> Hypothetical: Lime-Green Ronin publishes Mercenaries of Seaport as 
> 100 percent open text. The company intended to do this, but the only 
> written documentation of this intent is the book itself.

I think they're probably unlikely to be able to make a compelling case
that the material was released in an unauthorized fashion - although it
would be unlikely, in today's environment, for a product to be released
sans advertising, and "100% Open Game Content" has become a popular
advertising angle for small publishers making it very, very hard to
claim an error post-publication anyway.

To be crystal clear:  This is not an analogy to the situation WotC finds
themselves in at present.

Factors bearing on the WotC situation:

1)  Public comments >specifically< about the material that was
mistakenly released as OGC predating the release of that material
indicating that they did not intend to make that material OGC.

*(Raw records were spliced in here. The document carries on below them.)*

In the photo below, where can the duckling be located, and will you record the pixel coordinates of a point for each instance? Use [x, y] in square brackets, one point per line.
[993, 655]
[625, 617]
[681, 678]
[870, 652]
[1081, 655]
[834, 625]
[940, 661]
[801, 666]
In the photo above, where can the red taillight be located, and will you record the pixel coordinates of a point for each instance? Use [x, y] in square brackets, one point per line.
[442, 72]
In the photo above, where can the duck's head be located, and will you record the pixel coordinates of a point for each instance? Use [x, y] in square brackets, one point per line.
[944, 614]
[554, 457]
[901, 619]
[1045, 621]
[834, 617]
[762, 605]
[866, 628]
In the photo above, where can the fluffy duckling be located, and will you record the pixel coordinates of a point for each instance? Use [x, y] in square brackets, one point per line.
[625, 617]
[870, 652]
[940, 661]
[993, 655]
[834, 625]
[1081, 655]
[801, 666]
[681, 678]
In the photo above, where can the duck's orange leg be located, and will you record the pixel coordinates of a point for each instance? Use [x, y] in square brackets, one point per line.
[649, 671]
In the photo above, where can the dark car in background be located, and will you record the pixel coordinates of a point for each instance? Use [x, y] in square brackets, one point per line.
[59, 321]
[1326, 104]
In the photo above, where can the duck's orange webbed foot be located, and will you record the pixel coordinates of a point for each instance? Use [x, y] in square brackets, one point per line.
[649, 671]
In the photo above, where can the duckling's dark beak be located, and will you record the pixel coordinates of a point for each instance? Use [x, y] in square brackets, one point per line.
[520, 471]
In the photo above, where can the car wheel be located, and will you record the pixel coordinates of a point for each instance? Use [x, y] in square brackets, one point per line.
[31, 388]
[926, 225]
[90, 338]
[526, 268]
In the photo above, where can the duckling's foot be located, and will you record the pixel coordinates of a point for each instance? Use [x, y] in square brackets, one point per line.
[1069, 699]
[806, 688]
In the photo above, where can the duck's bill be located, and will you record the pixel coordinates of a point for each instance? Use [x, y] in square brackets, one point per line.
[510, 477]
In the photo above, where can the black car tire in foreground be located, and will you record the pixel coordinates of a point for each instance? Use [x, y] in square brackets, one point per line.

2)  The material in question has been obviously removed from thousands
of passages of text where it otherwise appears in the primary source
material, clearly indicating intent on the part of WotC to remove that
content universally.

3)  WotC is not dealing with a significant amount of content, not even
so much as a paragraph of material - in fact, it is dealing with >two
words<.

4)  Those two words have been registered as a trademark and vigorously
defended by WotC and its predecessors for nearly 25 years as the
exclusive property of the owner of D&D, and nothing in WotC's public or
private correspondance or commentary indicates any interest whatsoever
in changing that stance.

This is, in fact, a very unusual situation, and not one that I suspect
will be oft repeated due to the unique nature of the prior commentary
and long history of defense of exclusivity of the content in question.